SUBREGIONAL ASSESSMENT OF BONE LOSS IN THE AXIAL SKELETON IN LONG-
TERM SPACEFLIGHT (SUBREGIONAL BONE)
Research Area: Bone and Muscle Physiology
Expeditions: 2 -8
Principal Investigator(s): ● Thomas F. Lang, PhD, University of California, San Francisco,
California
RESEARCH OBJECTIVES
Bone density scans are taken preflight, soon after landing, and again 1-year postflight to
understand the effects of microgravity on bone loss because of long-duration spaceflight. This is
a long-term study to understand the distribution of bone loss resulting from long-duration
spaceflight; the recovery of bone mass postflight in the year after landing; and the extent to
which these changes compare to the spread of bone mineral density measures in healthy Earth-
bound individuals.
EARTH BENEFITS
Additionally, comparison of bone
mineral density in the hip and
spine between space-flight crew
members and healthy normal
subjects improves understanding
of the prevalence of
osteoporosis between different
race and gender sub-groups on
Earth as well as in space crews.
SPACE BENEFITS
Bone loss, which can increase the
risk of fracture by weakening the
skeleton, is an established
medical risk in long-duration
spaceflight.
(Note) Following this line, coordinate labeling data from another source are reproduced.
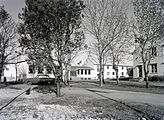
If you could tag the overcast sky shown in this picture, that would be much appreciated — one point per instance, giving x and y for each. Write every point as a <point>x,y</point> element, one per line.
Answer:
<point>13,7</point>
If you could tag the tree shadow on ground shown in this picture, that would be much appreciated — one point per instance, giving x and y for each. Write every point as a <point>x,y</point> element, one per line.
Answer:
<point>45,89</point>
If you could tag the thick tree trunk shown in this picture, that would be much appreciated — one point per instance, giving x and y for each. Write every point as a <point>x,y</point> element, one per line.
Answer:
<point>16,69</point>
<point>117,76</point>
<point>146,75</point>
<point>100,73</point>
<point>146,78</point>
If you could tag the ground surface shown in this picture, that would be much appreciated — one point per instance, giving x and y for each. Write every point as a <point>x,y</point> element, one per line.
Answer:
<point>75,104</point>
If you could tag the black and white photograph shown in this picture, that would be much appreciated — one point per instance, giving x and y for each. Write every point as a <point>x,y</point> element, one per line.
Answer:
<point>81,59</point>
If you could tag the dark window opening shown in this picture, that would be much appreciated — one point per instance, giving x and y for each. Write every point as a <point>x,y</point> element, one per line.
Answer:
<point>154,68</point>
<point>85,72</point>
<point>40,70</point>
<point>122,73</point>
<point>49,70</point>
<point>89,72</point>
<point>98,68</point>
<point>81,71</point>
<point>154,51</point>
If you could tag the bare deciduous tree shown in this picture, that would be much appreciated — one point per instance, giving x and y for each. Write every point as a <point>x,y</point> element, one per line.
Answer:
<point>8,42</point>
<point>106,21</point>
<point>148,28</point>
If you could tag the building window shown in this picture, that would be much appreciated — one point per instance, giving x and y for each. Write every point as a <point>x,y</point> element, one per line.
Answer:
<point>81,71</point>
<point>154,68</point>
<point>40,70</point>
<point>98,68</point>
<point>107,66</point>
<point>85,72</point>
<point>31,69</point>
<point>154,51</point>
<point>49,70</point>
<point>89,72</point>
<point>122,73</point>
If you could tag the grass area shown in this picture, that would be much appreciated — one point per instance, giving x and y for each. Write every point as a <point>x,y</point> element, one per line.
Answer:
<point>123,86</point>
<point>42,104</point>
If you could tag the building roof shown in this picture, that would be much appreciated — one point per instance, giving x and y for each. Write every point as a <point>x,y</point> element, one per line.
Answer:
<point>74,68</point>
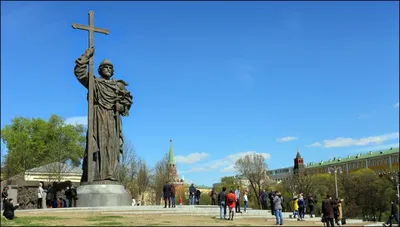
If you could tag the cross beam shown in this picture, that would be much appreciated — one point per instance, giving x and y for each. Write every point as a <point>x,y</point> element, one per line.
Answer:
<point>91,29</point>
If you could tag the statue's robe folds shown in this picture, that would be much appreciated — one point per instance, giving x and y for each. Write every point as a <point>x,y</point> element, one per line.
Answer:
<point>107,135</point>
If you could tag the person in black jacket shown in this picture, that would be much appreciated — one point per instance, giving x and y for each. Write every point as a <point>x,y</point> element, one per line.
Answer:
<point>9,209</point>
<point>167,195</point>
<point>4,196</point>
<point>311,205</point>
<point>394,214</point>
<point>74,196</point>
<point>222,202</point>
<point>327,211</point>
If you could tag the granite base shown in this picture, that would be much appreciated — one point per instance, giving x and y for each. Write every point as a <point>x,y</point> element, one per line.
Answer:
<point>102,195</point>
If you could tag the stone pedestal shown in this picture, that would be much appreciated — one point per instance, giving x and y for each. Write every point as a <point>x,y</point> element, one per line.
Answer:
<point>101,194</point>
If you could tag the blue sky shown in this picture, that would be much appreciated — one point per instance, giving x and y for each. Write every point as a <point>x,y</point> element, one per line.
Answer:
<point>219,78</point>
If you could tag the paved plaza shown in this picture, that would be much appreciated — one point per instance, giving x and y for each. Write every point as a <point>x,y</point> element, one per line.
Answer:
<point>154,215</point>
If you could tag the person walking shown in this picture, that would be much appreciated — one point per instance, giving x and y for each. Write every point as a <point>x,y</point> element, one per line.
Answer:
<point>74,196</point>
<point>230,202</point>
<point>264,199</point>
<point>327,211</point>
<point>310,205</point>
<point>9,209</point>
<point>237,195</point>
<point>337,212</point>
<point>394,214</point>
<point>40,196</point>
<point>278,208</point>
<point>245,201</point>
<point>192,192</point>
<point>222,203</point>
<point>4,197</point>
<point>167,195</point>
<point>173,197</point>
<point>271,196</point>
<point>301,207</point>
<point>213,196</point>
There is little
information regarding which sub-regions of the most important skeletal sites, the spine and hip,
are most affected. Moreover, there is little information about the extent to which the lost bone
is recovered after spaceflight. This study provides the first information on spaceflight related
compartmental bone loss (magnitude and distribution) in the axial skeleton and on the extent
to which lost bone is recovered in the year following return. Furthermore, this study has
implications for the frequency of assignment to long-duration missions and for the health of the
astronauts in older age. It may also be of use in designing exercise or medicine
countermeasures to prevent bone loss.
ISS009E17466 – Expedition 9 Commander Gennady Padalka
performs an ultrasound bone scan on Flight Engineer and Science
Officer Edward (Mike) Fincke's heel using the Advanced Diagnostic
Ultrasound in Micro-G (ADUM) setup in the Destiny U.S. Laboratory
Module. The ADUM keyboard, flat screen display, and front control
panel are visible in the right field of view.